No Festival de Brasília 2014, a primeira noite da mostra competitiva começou com força total. Desde a exibição do clássico O Caso dos Irmãos Naves à tarde, até os dois curtas-metragens e o longa-metragem apresentados, todos os filmes abordavam direta ou indiretamente a questão da prisão e da liberdade individual.
A sessão noturna teve início com a exibição do curta-metragem Loja de Répteis, do diretor pernambucano Pedro Severien. O filme traz a história de um jovem casal (Maeve Jinkings e Fransérgio Araújo) que hesitam em vender a loja de animais mantida em um casarão. Enquanto isso, um jacaré vaga pelos corredores escuros da casa... A história assustadora faz referência ao Giallo italiano com bom uso de luzes e enquadramentos. Talvez a metáfora sobre a prisão dos indivíduos fique um pouco perdida em diálogos de pretensão existencial, mas o curta deixa uma forte impressão.
Em seguida, mais um curta-metragem foi apresentado: Bashar, do paulista Diogo Faggiano. O filme aborda a guerra na Síria durante o governo autoritário de Bashar Al-Assad, misturando diversos registros, incluindo imagens captadas por rebeldes locais, entrevistas do presidente a canais de televisão e mesmo esquetes cômicas feitas por sírios. Certamente, esta discussão é pertinente e importante, além de ser rara em uma produção nacional, mas a mistura entre documentário e paródia deixa a desejar. Mesmo assim, Bashar recebeu aplausos calorosos da plateia do Cine Brasília.
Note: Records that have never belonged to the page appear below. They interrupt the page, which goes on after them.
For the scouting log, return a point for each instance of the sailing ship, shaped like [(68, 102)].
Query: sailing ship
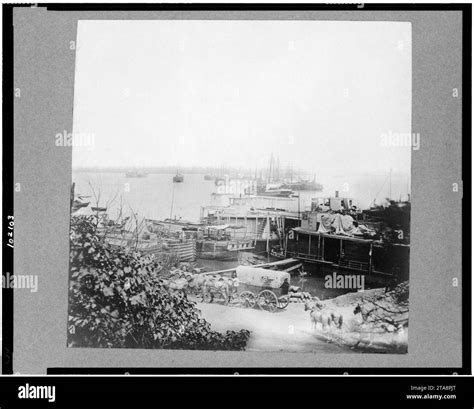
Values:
[(178, 178), (136, 174)]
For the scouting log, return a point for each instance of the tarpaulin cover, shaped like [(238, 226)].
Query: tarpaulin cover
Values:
[(261, 277)]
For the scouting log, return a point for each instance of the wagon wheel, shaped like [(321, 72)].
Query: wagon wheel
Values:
[(205, 297), (267, 300), (283, 302), (222, 297), (247, 299)]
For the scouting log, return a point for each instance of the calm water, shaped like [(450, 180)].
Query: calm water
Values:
[(157, 197), (152, 197)]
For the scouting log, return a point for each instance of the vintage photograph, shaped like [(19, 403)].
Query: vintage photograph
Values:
[(241, 185)]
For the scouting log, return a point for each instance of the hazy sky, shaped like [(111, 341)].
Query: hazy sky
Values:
[(319, 95)]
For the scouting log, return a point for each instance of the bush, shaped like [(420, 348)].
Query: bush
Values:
[(117, 300)]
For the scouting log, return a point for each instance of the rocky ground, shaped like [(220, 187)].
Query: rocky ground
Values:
[(291, 329)]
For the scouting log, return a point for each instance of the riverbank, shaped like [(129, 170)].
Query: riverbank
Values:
[(291, 330)]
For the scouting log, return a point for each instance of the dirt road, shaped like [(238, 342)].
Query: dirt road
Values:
[(288, 330)]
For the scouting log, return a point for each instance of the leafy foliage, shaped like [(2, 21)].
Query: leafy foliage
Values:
[(118, 300)]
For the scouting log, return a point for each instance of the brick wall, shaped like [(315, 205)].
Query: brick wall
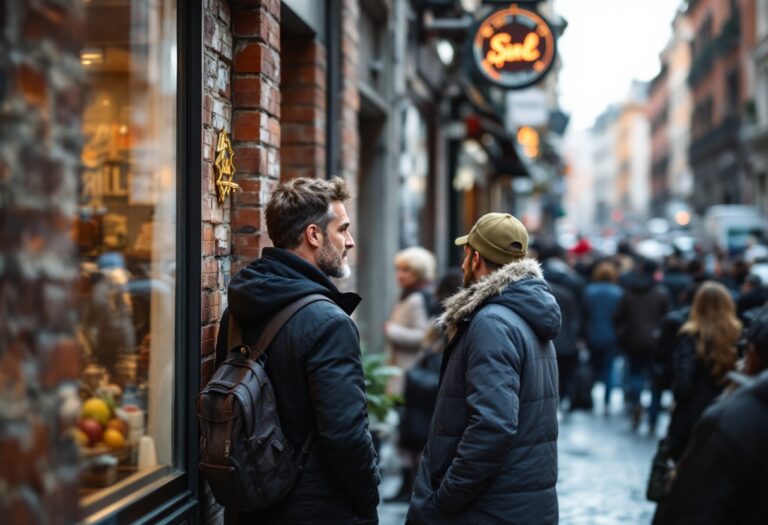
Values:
[(217, 116), (350, 108), (303, 89), (256, 125), (40, 108)]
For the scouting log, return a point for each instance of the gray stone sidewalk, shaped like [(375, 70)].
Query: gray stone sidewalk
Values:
[(603, 470)]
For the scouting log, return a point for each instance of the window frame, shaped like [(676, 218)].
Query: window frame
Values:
[(170, 494)]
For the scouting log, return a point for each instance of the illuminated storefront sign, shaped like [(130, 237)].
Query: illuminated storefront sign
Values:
[(514, 47)]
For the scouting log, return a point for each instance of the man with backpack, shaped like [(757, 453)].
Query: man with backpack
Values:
[(313, 362)]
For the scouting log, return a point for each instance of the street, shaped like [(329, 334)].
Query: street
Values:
[(603, 470)]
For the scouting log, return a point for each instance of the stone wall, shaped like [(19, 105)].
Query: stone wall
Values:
[(40, 111)]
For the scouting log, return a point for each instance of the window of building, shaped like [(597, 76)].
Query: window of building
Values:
[(414, 171), (126, 237), (732, 91)]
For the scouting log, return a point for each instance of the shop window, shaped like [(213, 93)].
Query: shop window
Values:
[(126, 237)]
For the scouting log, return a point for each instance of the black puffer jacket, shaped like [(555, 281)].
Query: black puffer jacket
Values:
[(695, 389), (722, 478), (316, 372), (639, 314), (491, 456)]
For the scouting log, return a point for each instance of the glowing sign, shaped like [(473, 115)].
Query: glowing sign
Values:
[(528, 138), (514, 47)]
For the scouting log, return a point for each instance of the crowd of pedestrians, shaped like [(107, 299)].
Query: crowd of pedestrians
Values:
[(645, 326), (490, 355)]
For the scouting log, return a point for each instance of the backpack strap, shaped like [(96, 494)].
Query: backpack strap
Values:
[(235, 331), (235, 340)]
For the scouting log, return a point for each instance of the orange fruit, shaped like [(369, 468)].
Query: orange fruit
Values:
[(113, 438), (98, 409), (81, 438)]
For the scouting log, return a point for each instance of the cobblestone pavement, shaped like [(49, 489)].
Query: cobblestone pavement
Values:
[(603, 470)]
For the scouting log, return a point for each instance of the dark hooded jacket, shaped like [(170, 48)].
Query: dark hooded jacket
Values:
[(491, 456), (638, 317), (722, 478), (316, 372)]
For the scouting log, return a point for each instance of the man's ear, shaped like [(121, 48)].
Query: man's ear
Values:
[(313, 235), (476, 260)]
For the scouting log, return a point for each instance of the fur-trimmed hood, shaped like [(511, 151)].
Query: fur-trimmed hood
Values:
[(519, 286)]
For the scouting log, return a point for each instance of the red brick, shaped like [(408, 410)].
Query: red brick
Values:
[(249, 58), (307, 114), (250, 159), (247, 92), (247, 126), (247, 218), (248, 22)]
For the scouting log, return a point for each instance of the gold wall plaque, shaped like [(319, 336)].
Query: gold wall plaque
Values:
[(224, 167)]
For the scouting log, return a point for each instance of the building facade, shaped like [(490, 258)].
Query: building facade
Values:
[(669, 109), (677, 59), (144, 140), (757, 128), (633, 154), (719, 86), (658, 116)]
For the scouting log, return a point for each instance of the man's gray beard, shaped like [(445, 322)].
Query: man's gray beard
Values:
[(330, 267)]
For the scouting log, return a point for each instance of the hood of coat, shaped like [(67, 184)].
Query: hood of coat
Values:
[(278, 278), (639, 282), (519, 286)]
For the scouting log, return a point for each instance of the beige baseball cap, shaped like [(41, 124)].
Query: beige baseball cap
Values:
[(498, 237)]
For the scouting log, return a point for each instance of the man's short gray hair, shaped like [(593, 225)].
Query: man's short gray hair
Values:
[(296, 204)]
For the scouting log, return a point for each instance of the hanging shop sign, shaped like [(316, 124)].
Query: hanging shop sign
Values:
[(224, 167), (514, 47)]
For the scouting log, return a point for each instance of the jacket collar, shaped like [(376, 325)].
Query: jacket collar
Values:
[(347, 301), (466, 302)]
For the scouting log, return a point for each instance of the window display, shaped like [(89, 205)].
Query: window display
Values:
[(125, 232)]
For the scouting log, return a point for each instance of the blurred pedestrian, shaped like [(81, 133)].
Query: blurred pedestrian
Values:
[(601, 300), (754, 294), (491, 455), (566, 286), (421, 383), (314, 363), (409, 319), (722, 477), (676, 279), (637, 326), (703, 355)]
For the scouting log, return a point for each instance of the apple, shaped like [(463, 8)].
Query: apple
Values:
[(92, 428)]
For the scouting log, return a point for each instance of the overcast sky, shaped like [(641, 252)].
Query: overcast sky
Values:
[(606, 45)]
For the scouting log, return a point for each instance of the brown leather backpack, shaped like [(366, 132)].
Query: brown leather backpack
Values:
[(244, 455)]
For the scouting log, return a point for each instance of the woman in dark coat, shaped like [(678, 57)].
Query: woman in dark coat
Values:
[(704, 354), (421, 384), (601, 299)]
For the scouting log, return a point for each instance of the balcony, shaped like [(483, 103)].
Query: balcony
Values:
[(723, 44), (725, 135)]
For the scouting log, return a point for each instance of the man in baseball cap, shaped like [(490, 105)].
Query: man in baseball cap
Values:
[(491, 455), (499, 238)]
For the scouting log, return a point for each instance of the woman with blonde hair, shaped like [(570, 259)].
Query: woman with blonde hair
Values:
[(704, 353), (600, 301), (404, 332), (410, 317)]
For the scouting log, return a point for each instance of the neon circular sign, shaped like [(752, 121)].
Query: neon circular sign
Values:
[(514, 47)]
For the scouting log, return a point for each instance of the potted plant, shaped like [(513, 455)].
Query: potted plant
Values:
[(380, 403)]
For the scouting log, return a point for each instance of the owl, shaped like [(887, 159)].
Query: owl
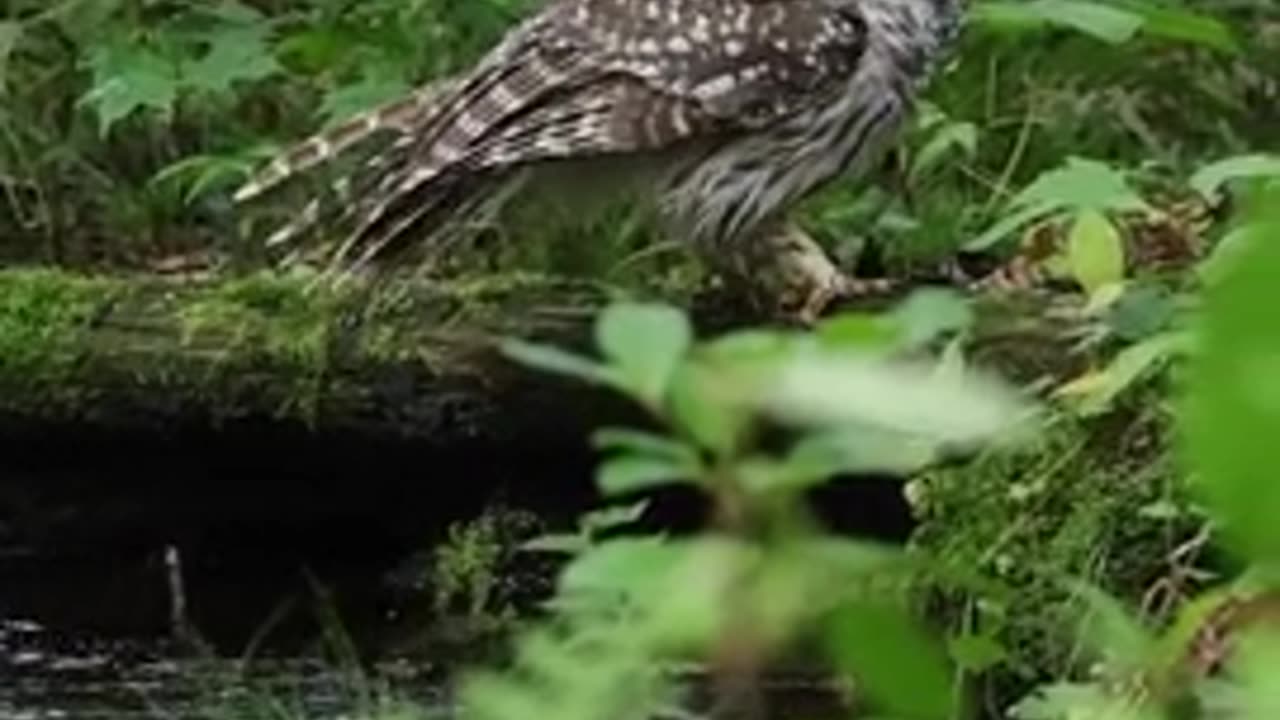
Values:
[(731, 112)]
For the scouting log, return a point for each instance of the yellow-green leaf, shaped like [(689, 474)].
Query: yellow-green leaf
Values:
[(1095, 251)]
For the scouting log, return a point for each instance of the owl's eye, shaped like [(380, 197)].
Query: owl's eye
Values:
[(851, 18)]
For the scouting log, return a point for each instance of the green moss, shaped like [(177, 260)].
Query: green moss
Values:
[(44, 315), (1097, 501)]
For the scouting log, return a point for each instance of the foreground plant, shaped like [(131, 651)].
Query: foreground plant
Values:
[(763, 575)]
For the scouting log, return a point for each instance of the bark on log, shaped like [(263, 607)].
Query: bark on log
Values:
[(414, 361)]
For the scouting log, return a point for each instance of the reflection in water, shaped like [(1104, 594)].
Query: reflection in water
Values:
[(48, 677)]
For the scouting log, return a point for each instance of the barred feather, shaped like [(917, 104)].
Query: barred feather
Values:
[(753, 104)]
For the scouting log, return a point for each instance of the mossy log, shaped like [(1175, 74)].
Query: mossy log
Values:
[(147, 352), (412, 361)]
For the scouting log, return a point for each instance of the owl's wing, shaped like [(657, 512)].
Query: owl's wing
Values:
[(592, 77)]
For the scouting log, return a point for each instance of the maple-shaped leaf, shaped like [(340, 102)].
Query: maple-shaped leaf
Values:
[(127, 77)]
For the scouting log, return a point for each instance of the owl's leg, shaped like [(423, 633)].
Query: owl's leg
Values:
[(785, 272)]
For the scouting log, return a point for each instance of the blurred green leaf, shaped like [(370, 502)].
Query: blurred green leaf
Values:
[(1233, 406), (705, 406), (929, 313), (1095, 251), (817, 390), (976, 652), (1110, 630), (10, 32), (1208, 180), (1104, 22), (1179, 23), (894, 662), (1095, 391), (632, 473), (645, 343), (644, 443), (556, 360), (236, 53), (960, 136), (1082, 183)]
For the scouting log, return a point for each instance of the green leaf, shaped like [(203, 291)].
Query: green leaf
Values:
[(1105, 22), (859, 450), (612, 516), (632, 473), (1233, 405), (1175, 23), (556, 360), (645, 343), (826, 390), (236, 53), (1141, 313), (704, 405), (625, 565), (961, 136), (1095, 251), (644, 443), (348, 100), (1004, 227), (1082, 183), (126, 78), (894, 661), (1111, 632), (929, 313), (1095, 392), (976, 652), (1208, 180)]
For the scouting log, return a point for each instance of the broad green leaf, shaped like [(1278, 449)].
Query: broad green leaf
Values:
[(708, 406), (1111, 632), (961, 136), (127, 78), (1082, 183), (645, 343), (894, 662), (348, 100), (976, 652), (1141, 311), (556, 360), (1233, 406), (1095, 251), (1097, 19), (1176, 23), (858, 331), (817, 390), (929, 313), (1208, 180), (1095, 392), (612, 516), (859, 450), (632, 473), (1104, 22), (644, 443), (1008, 224), (624, 565), (201, 172)]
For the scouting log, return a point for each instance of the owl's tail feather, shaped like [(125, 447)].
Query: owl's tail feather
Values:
[(396, 117), (443, 210)]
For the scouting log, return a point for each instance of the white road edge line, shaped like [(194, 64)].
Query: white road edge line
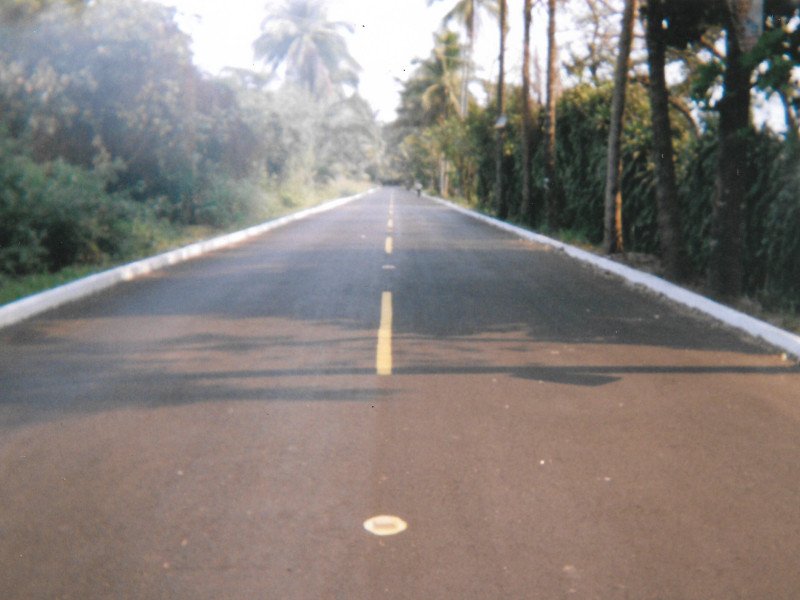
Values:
[(30, 306), (785, 340)]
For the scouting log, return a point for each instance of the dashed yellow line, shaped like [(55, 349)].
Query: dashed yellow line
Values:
[(383, 360)]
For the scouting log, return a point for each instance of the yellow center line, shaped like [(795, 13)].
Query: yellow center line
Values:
[(383, 360)]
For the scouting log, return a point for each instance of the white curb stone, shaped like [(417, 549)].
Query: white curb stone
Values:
[(30, 306), (785, 340)]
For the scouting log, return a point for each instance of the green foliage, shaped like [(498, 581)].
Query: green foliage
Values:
[(297, 36), (55, 214)]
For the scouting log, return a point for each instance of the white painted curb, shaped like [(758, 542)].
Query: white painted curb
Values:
[(785, 340), (30, 306)]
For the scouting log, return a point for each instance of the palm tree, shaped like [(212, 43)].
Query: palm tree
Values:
[(466, 12), (612, 224), (525, 207), (431, 95), (669, 226), (552, 198), (297, 36), (500, 198)]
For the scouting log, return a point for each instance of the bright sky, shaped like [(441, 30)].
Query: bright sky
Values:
[(389, 34)]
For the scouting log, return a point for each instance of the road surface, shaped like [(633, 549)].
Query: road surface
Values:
[(223, 428)]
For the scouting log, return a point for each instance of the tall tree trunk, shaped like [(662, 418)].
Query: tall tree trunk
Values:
[(552, 197), (500, 196), (725, 257), (612, 224), (526, 206), (669, 226)]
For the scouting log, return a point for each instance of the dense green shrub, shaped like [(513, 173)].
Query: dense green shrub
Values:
[(55, 214)]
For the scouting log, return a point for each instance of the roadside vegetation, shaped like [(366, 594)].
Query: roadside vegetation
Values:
[(600, 145), (114, 146)]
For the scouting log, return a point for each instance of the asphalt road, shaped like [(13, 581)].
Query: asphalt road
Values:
[(223, 428)]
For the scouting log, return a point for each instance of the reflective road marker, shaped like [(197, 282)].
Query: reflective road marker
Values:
[(385, 525), (383, 360)]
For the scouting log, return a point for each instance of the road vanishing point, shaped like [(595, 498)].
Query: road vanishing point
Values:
[(393, 400)]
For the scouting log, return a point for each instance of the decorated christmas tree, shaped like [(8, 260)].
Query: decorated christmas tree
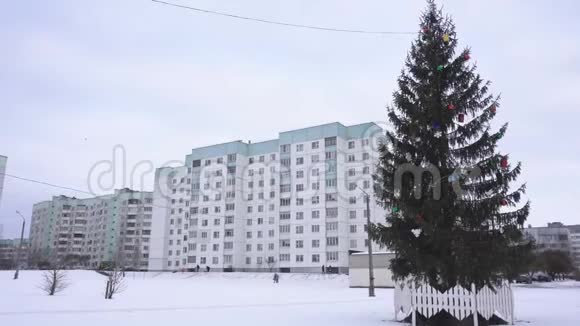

Por fim, foi apresentado o documentário Sem Pena, de Eugênio Puppo, abrindo a competição de longas-metragens. O diretor estava apreensivo por ser a primeira exibição do filme, mas o resultado foi excelente. Puppo fez uma parceria com o IDDD (Instituto de Defesa do Direito de Defesa) para investigar o sistema judiciário e sua relação com a estrutura carcerária do país. Com vários depoimentos perturbadores e complexos, o filme traz a curiosa escolha de não mostrar o rosto dos entrevistados, deixando o espectador fazer conexões poéticas com outras imagens destinadas a representar a justiça. A consequência desta escolha é uma obra inovadora, instigante e muito complexa. Confira a nossa crítica.
Na coletiva de imprensa sobre o filme, o diretor falou sobre as diversas dificuldades de realizar este documentário. Puppo afirmou ficar incomodado diante do gênero televisivo de documentários, com imagens de depoimentos dominando toda a narrativa, por isso retirou os rostos das pessoas para criar um efeito instigante. Ele também ressaltou que sempre quis fugir do tom de denúncia social, evitando cenas chorosas ou chocantes, no intuito de se focar na reflexão e no debate de ideias. Sem Pena chega aos cinemas em 12 cidades brasileiras no dia 2 de outubro, antes de ser exibido em outras versões, incluindo pela Internet.
Esta noite, a mostra competitiva segue com os curtas-metragens Sem Coração e Crônicas de uma Cidade Inventada, além do longa-metragem Brasil S/A, de Marcelo Pedroso.